The standard errors of the regression parameters are estimated using bootstrap methods. For the linear regression model, a non parametric bootstrap (Efron and Stein 1981; Efron 1982; Efron and Tibshirani 1986; Efron and Tibshirani 1993) and for the linear mixed regression model, a parametric bootstrap (Wang et al. 2006; Thai et al. 2013) is used to estimate the standard errors. The non parametric, as well as the parametric bootstrap, are further developed to account for the additional uncertainty that is due to the interval-censored dependent variable. Both newly proposed bootstraps are available in the smicd package, and the theory is explained in (Walter 2019).

To assure that the model assumptions are fulfilled, the logarithmic and the Box-Cox transformations are incorporated into the function semLm() and semLme().

Core functionality: Regression analysis

The introduced SEM algorithm is implemented in the functions described in Table 4. The arguments and default settings of the estimation functions semLm() and semLme() are summarized in Table 5. Both functions return an S3 object of class "sem", "lm" or "sem", "lme". A detailed explanation of all the components of these objects can be found in the smicd package documentation. The generic functions plot(), print(), and summary() can be applied to objects of class "sem", "lm" and "sem", "lme" in order to summarize the main estimation results. In the next section, the functionality of semLm() and semLme() is demonstrated based on an illustrative example.

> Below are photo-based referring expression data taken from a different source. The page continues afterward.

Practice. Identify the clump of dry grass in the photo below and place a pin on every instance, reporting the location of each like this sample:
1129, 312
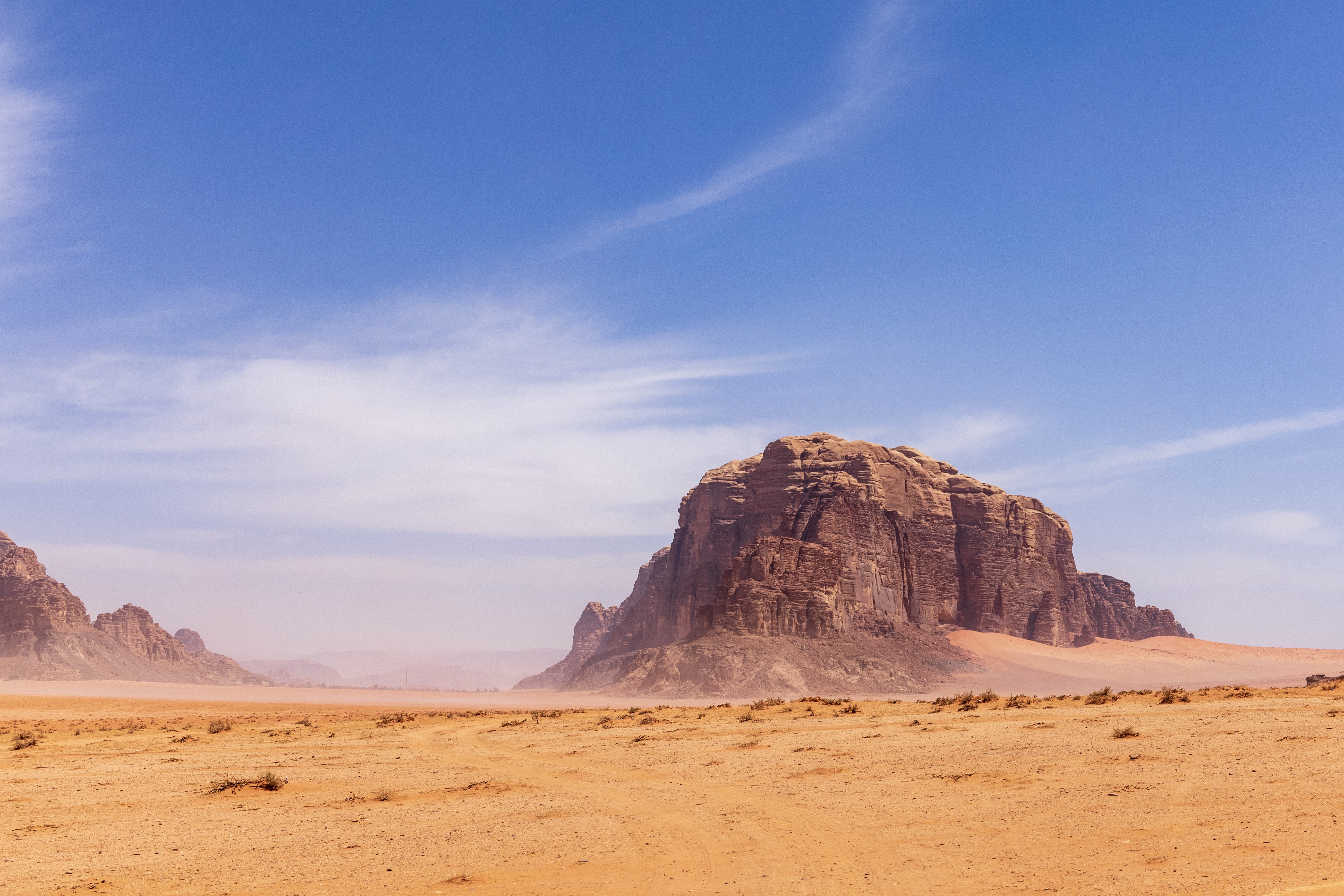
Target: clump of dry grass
268, 781
1101, 696
1173, 695
394, 719
25, 739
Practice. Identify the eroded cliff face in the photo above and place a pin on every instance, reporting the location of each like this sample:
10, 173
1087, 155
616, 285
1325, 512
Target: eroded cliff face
818, 537
46, 635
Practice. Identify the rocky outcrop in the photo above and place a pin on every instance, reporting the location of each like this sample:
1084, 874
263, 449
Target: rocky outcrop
46, 635
593, 625
190, 640
1103, 606
819, 538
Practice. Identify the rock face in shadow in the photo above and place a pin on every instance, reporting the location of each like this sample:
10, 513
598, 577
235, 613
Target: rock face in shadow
589, 632
827, 541
46, 635
190, 640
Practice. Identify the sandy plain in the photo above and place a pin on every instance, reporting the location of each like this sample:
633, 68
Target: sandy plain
1224, 794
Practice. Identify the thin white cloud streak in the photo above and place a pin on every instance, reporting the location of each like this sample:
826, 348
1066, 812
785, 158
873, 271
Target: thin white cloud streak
1119, 461
871, 73
27, 119
436, 421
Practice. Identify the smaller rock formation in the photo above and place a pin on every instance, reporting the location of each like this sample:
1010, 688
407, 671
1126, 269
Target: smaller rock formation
46, 635
190, 640
1323, 679
593, 625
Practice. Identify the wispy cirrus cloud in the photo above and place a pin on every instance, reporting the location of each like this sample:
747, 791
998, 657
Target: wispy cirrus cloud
432, 418
871, 70
1117, 461
27, 117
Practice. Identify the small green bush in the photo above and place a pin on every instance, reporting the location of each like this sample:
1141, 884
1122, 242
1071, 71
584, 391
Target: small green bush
25, 739
1103, 696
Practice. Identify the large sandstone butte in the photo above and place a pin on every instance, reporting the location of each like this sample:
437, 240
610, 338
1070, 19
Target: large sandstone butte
46, 635
825, 563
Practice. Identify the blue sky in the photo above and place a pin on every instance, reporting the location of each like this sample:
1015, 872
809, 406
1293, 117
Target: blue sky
409, 326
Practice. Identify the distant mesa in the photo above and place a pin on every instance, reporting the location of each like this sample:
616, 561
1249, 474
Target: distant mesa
46, 635
826, 565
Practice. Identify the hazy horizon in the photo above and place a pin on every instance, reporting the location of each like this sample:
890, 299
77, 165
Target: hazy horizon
358, 328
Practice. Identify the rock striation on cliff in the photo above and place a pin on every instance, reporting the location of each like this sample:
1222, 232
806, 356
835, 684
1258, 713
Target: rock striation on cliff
827, 541
46, 635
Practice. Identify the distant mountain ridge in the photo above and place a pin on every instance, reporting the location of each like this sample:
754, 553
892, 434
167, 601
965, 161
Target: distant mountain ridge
464, 671
46, 635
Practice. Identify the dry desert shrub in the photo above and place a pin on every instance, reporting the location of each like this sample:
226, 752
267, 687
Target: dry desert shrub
394, 719
228, 782
25, 739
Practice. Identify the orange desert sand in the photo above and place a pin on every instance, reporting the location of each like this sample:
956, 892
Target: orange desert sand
1236, 792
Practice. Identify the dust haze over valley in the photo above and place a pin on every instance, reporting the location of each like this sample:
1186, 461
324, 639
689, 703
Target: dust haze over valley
758, 448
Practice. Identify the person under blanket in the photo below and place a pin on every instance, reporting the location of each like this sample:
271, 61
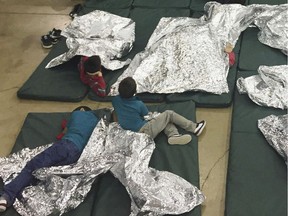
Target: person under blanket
62, 152
129, 111
229, 50
91, 74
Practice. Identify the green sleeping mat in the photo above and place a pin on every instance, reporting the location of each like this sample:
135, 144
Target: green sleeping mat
61, 83
104, 4
162, 3
107, 196
270, 2
253, 53
257, 175
142, 17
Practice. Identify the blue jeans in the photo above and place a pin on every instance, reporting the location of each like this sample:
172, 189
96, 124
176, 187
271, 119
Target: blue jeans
62, 152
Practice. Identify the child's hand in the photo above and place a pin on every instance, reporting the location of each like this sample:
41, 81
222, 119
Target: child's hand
229, 48
99, 73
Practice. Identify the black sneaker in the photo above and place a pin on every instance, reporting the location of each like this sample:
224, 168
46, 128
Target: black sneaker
55, 33
199, 128
46, 41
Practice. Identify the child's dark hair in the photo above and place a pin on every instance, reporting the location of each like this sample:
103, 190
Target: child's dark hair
127, 87
93, 64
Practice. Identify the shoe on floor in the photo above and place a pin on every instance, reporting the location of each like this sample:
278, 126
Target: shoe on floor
46, 41
199, 128
179, 139
76, 9
3, 204
55, 33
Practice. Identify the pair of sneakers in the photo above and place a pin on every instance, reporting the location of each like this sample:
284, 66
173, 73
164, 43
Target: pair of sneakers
51, 38
182, 139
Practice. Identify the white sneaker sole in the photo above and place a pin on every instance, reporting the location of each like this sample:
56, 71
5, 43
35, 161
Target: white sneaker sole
179, 140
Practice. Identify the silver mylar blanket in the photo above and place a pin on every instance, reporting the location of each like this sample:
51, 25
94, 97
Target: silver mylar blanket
273, 25
98, 33
269, 88
126, 154
275, 130
186, 54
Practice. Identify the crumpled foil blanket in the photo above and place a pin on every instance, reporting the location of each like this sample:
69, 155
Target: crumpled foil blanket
98, 33
185, 54
275, 130
269, 88
126, 154
273, 25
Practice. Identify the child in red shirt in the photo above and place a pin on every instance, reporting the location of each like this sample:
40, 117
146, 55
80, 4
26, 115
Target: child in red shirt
91, 75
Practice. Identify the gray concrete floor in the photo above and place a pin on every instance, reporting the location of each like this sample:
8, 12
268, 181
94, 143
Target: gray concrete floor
21, 25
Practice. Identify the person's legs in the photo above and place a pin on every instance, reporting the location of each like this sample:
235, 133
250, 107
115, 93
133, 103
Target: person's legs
61, 153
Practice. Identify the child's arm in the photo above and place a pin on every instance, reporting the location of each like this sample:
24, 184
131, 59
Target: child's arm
144, 109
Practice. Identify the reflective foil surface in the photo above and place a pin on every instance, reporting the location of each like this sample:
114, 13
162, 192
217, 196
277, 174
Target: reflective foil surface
269, 88
185, 54
126, 154
275, 130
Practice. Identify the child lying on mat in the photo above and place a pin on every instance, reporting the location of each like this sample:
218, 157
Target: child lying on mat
62, 152
130, 112
229, 50
91, 74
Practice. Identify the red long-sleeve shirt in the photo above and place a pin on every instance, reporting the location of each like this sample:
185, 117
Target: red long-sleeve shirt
95, 82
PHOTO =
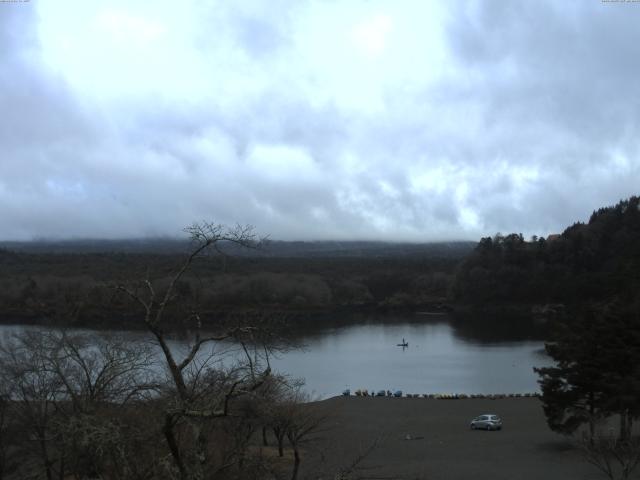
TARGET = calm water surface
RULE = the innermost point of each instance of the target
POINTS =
(439, 359)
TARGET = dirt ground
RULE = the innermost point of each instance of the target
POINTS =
(441, 444)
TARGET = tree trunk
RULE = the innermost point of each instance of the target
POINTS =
(280, 438)
(296, 463)
(624, 434)
(167, 429)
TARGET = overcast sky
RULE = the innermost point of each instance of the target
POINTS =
(380, 120)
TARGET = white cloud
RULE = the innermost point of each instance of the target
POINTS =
(413, 120)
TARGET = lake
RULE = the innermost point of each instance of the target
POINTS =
(441, 357)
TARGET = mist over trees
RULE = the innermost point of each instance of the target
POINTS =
(592, 261)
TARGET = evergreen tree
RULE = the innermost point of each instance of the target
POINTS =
(597, 372)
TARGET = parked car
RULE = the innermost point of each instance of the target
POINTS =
(487, 422)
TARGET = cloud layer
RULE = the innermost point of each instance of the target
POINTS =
(315, 120)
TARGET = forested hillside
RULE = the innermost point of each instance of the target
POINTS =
(587, 262)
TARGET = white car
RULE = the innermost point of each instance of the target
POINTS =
(486, 422)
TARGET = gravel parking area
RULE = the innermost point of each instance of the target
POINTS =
(431, 439)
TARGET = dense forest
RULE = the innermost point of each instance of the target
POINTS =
(73, 281)
(587, 262)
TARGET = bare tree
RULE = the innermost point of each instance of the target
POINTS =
(198, 392)
(616, 458)
(63, 390)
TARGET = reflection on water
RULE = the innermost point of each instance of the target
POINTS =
(437, 360)
(443, 356)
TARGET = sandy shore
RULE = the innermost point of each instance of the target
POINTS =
(442, 446)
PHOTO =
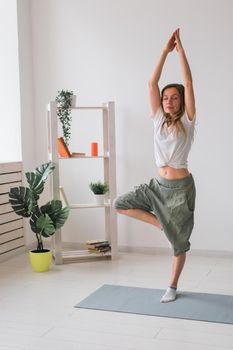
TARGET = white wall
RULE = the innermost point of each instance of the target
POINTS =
(25, 63)
(10, 140)
(106, 50)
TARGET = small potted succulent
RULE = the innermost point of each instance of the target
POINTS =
(99, 189)
(45, 220)
(65, 101)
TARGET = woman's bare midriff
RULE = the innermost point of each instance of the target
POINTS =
(172, 174)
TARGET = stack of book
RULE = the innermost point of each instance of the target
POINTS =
(98, 246)
(64, 151)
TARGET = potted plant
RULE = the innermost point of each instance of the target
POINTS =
(45, 220)
(99, 189)
(65, 101)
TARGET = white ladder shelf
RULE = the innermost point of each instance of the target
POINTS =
(109, 159)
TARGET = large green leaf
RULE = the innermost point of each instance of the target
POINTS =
(57, 214)
(46, 226)
(22, 201)
(44, 170)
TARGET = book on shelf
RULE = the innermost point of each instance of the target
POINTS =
(63, 150)
(98, 246)
(78, 154)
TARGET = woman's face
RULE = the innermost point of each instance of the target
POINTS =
(171, 100)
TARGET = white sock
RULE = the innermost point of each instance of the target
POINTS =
(170, 295)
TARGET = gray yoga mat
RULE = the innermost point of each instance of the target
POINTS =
(146, 301)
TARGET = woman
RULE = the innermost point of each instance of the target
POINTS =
(168, 202)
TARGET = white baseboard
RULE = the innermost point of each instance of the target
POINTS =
(12, 253)
(126, 249)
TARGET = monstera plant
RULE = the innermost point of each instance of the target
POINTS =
(45, 220)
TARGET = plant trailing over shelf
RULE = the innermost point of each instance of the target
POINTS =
(64, 102)
(99, 187)
(44, 220)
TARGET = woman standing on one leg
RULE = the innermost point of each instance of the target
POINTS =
(168, 202)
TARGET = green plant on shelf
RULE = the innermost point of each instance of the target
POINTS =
(99, 187)
(64, 103)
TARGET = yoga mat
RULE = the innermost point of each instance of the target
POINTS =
(146, 301)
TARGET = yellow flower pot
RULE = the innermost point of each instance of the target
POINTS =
(40, 261)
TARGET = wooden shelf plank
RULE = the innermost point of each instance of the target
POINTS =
(88, 205)
(82, 254)
(84, 157)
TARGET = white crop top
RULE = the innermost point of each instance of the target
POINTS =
(172, 150)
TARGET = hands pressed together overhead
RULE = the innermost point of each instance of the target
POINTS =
(174, 42)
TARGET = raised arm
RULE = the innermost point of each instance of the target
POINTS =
(154, 92)
(187, 77)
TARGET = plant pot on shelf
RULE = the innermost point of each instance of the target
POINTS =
(100, 199)
(40, 261)
(73, 100)
(99, 189)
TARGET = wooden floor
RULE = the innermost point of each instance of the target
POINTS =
(37, 309)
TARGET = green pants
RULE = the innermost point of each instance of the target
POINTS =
(173, 204)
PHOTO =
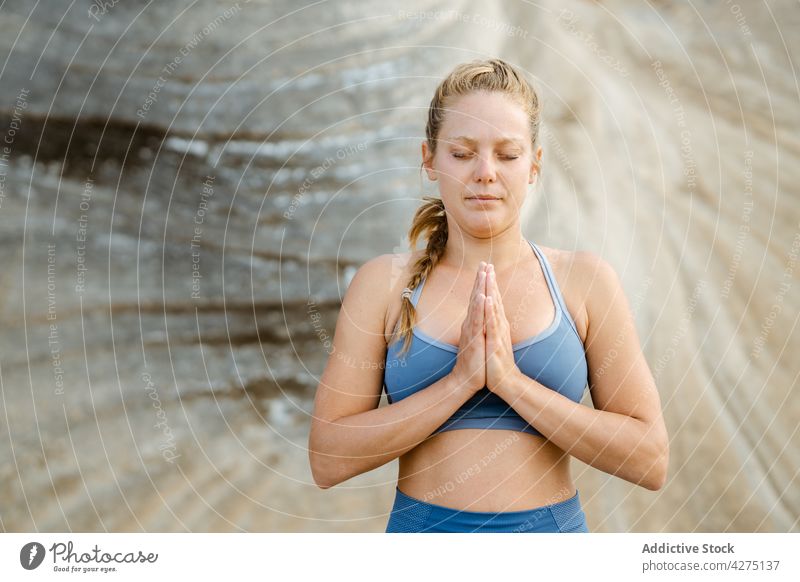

Table 4: Implemented functions for the estimation of linear and linear mixed regression models.
Function Name Description
semLm() Estimates linear regression models with an interval-censored
dependent variable
semLme() Estimates linear mixed regression models with an
interval-censored dependent variable
plot() Plots convergence of the estimated parameters and estimated
density of the pseudo \(\mathbf{\tilde{y}}\) from the last iteration step
print() Prints basic information of the estimated linear and linear mixed
regression models
summary() Summary of the estimated linear and linear mixed regression models
Table 5: Arguments of functions semLm() and semLme().
Argument Description Default
formula A two-sided linear formula object
data A data frame containing the variables of the model
classes Numeric vector of interval bounds
burnin Burn-in iterations 40
samples Additional iterations 200
trafo Transformation of the dependent variable: None, "None"
logarithmic, or Box-Cox transformation
adjust Extends the number of iterations for the estimation 2
of the Box-Cox transformation parameter:
\((burnin+samples)*adjust\)
bootstrap.se If TRUE, standard errors and confidence intervals of FALSE
the regression parameters are estimated
b Number of bootstraps for the estimation of
the standard errors 100

Example: Regression analysis

To demonstrate the functions semLm() and semLme(), the famous London school data set that is analyzed in Goldstein et al. (1993) is used. The data set contains the examination results of 4,059 students from 65 schools in six Inner London Education Authorities. The data set is available in the R package mlmRev (Bates et al. 2020a) and also included in the package smicd. The variables used in the following example are: general certificate of secondary examination scores (examsc), the standardized London reading test scores at the age of 11 years (standLRT), the sex of the student (sex), and the school identifier (school). In the original data set, the variable examsc is measured on a continuous scale. In order to demonstrate the functionality of the functions semLm() and semLme(), the variable is arbitrarily censored to nine intervals. As before, the censoring is carried out by the function cut(), and the vector of interval bounds is called intervals.

R> intervals <- c(1, 1.5, 2.5, 3.5, 4.5, 5.5, 6.5, 7.7, 8.5, Inf)
R> Exam$examsc.class <- cut(Exam$examsc, intervals)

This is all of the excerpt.